Let's take a quick look at the containers running on this node.
docker container ls -a
The output is as follows (IDs are removed for brevity):
We'll explore those containers only briefly so that we understand their high level purposes.
The l4controller-aws container is in charge of ELB. It monitors services and updates load balancer whenever a service that publishes a port is created, updated, or removed. You'll see the ELB integration in action soon. For now, the important part to note is that we do not need to worry what happens when a node goes down nor we need to update security groups when a new port needs to be opened. ELB and l4controller-aws containers are making sure those things are always up-to-date.

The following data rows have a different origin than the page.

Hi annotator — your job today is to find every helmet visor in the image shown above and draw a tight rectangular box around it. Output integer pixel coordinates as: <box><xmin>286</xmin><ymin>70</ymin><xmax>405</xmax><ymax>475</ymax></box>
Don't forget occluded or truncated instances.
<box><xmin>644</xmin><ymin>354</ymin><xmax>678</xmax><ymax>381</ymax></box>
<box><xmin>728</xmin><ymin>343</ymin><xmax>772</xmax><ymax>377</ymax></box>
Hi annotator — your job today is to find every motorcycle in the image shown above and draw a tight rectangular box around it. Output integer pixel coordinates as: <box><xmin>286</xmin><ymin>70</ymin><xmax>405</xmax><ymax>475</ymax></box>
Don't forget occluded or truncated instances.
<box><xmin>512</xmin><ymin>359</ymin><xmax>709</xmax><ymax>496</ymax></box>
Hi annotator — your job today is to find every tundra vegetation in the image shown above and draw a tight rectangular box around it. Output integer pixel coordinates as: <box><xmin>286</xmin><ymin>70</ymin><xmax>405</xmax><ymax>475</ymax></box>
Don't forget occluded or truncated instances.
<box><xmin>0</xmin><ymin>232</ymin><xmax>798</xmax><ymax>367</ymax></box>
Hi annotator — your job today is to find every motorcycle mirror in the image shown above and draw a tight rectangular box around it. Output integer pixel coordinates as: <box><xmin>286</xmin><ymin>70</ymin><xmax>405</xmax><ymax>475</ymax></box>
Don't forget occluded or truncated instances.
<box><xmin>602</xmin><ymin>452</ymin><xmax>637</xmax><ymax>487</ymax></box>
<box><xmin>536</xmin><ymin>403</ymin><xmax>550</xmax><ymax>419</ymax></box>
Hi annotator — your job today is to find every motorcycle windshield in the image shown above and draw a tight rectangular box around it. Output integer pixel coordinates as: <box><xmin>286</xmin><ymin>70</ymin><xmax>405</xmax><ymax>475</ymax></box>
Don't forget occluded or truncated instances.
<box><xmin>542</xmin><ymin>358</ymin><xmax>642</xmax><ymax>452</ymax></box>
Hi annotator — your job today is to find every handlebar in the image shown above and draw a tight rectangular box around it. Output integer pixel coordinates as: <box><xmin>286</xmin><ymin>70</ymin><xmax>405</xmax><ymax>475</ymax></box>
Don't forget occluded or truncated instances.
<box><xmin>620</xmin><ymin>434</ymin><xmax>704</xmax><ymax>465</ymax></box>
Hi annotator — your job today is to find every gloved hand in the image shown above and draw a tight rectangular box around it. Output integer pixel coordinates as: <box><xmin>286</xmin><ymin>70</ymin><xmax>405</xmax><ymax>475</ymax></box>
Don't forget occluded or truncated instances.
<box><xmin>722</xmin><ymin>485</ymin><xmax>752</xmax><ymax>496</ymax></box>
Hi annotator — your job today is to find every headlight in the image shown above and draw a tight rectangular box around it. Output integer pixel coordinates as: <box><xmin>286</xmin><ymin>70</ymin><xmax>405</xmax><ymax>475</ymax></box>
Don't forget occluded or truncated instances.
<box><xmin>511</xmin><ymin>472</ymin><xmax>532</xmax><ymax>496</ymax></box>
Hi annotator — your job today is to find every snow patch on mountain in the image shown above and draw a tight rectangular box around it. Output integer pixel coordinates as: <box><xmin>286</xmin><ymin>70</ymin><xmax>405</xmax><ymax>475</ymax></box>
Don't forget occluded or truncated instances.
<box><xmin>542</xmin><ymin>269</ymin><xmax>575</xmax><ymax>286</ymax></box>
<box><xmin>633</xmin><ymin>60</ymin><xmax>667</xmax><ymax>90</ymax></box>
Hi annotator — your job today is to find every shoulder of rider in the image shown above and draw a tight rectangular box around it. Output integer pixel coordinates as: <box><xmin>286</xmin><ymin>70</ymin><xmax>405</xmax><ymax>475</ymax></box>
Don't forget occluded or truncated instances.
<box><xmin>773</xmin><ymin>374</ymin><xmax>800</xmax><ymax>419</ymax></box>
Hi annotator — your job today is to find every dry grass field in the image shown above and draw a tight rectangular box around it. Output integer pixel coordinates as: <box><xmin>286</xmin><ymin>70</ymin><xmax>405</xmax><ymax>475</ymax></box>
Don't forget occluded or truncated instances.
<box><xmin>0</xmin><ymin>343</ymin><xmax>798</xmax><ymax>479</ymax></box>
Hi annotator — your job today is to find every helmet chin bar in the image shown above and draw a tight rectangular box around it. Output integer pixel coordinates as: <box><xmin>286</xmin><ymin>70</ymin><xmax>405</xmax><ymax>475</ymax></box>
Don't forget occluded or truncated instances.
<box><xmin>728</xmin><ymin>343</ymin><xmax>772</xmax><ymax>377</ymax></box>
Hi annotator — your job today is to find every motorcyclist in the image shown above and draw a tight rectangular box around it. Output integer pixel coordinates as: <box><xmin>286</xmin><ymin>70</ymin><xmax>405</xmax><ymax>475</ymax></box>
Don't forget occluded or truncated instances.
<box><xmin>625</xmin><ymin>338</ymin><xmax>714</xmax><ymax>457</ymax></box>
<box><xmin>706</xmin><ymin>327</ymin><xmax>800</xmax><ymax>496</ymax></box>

The meta-aws container provides general server metadata to the rest of the swarm cluster. Its main purpose is to provide tokens for members to join a Swarm cluster.
The guide-aws container is in charge of house keeping. It removes unused images, stopped containers, volumes, and so on. On top of those responsibilities, it updates Dynamo DB with information about managers and a few other things.
The shell-aws container provides Shell, FPT, SSH, and a few other essential tools. When we entered the node we're in right now, we actually entered this container. We're not running commands (that is, docker container ls) from the OS but from inside this container. The OS is so specialized that it does not even have SSH.
The lucid_leakey (your name might be different) is based on docker4x/init-aws might be the most interesting system container. It was run, did its job, and exited. It has only one purpose. It discovered the IP and the token of the primary manager and joined the node to the cluster. With that process in place, we can add more nodes whenever we need them knowing that they will join the cluster automatically. If a node fails, the auto-scaling group will create a new one which will, through this container, join the cluster.
We did not explore all of the features of the cluster. We'll postpone the discussion for the next chapter when we explore self-healing capabilities of the cluster and, later on, self-adaptation. Instead, we'll proceed by deploying the services we used in the previous chapters. The immediate goal is to reach the same state as the one we left in the previous chapter. The only real difference, for now, will be that the services will run on a production-ready cluster.